What sorts of things went into the planning of your workspace?
Since I see students all day long about 4 days a week, I like my office to be a calming and welcoming space. Our building is very old and ugly. It also doesn’t smell particularly nice. In other words, it’s not particularly welcoming.
When I started working here in 2007 I had an old steel desk from the 1950s-60s, which was neither conducive to using a computer, nor a good set-up for interacting with students. There were many times I’d struggle to open one of the desk drawers and slam it into my knees, or worse, the legs of my students.
A student I knew well sat in my office one day and said, “Your office is a dump…. This office is so not you.” She was right. I decided I needed to do something about it.
Fortunately, my department had promised me a new desk and filing cabinet when I first started so took action. I didn’t want any old desk, though. I really wanted to make sure that it was a good space for working with students, while still functional for all the computer work I do. I didn’t want a barrier between me and my students so I opted for an L-shape desk that bubbled out and was open at one end, giving a nice space for my students and me to have a conversation, review things on a computer, and still have space to write up notes from our meeting.
My family has strong ties to Hawaii, where my mother was born and raised, so I wanted the rest of my office to reflect that spirit with lots of botanical art and crafts. I chose colors that remind me of the sand, ocean, lush plant life, and mountains.

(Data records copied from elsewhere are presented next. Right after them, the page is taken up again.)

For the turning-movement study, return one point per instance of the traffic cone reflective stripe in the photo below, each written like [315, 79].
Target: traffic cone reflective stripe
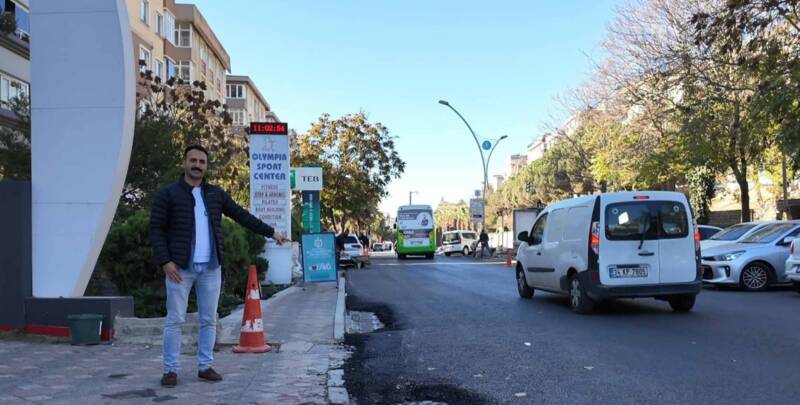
[251, 338]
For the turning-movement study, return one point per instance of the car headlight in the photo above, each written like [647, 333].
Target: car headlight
[728, 257]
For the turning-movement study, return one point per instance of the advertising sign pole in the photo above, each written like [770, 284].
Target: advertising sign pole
[270, 194]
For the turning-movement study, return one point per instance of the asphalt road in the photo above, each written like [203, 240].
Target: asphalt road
[458, 332]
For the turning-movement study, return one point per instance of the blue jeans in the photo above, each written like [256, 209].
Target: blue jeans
[207, 282]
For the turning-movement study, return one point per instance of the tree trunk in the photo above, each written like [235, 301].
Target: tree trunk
[744, 189]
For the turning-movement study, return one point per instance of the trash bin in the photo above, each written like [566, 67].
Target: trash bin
[84, 329]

I’m also lucky to have some students contribute little things like dragonflies (which remind me of my mom), artwork created by their kids, a few magnets of prominent psychologists whose work we covered in one of the classes I teach (this student knew me well enough to leave out Freud!), and an orchid plant that endures just like the student who gifted it—seriously, it keeps blooming!
What are some of the important items/tools in or aspects of your workspace?
As I mentioned previously, my desk is really critical to the work I do. Even with my recently added Varidesk (that big white thing one of my computers sits on), my desk is spacious. I like to spread out, but I also want to make sure students know there is room at the table for them.
I have two computers set up in my office. My main computer connects me to all the systems I need to do my work. I use it to access confidential student information, do email, check my calendar, do my administrative work, and keep everything related to my teaching. My second computer is one I share with my students. This is where we get to work together without my worrying about students having access to confidential information. You might call it being a little possessive, but it works for me.
Challenging conversations are not uncommon in my office. Boxes of tissues are always on hand. Sometimes eyes need to wander away from me, or students need to warm up to tackle a tough conversation. That’s where art on the walls, silly items on my desk and bookshelf (like trophies won by my now-defunct bowling team, “Advice to Spare”), pictures of my dog (some cute, some funny), or stress toys can be helpful in getting students into a more comfortable state. I also have a wind chime that hangs from the ceiling in front of my window for a bit of background noise. Air circulates from a venting system just below it, allowing it to give off the slightest tinkling of the delicate shells, while drowning out a bit of the traffic noise outside my window.
For the most part, students just want to feel welcomed. In my mind, that involves both wanting to be known, as well as wanting to know others. I like to think I reveal a little of myself in my office. In that respect, I try to make my office feel a little like home.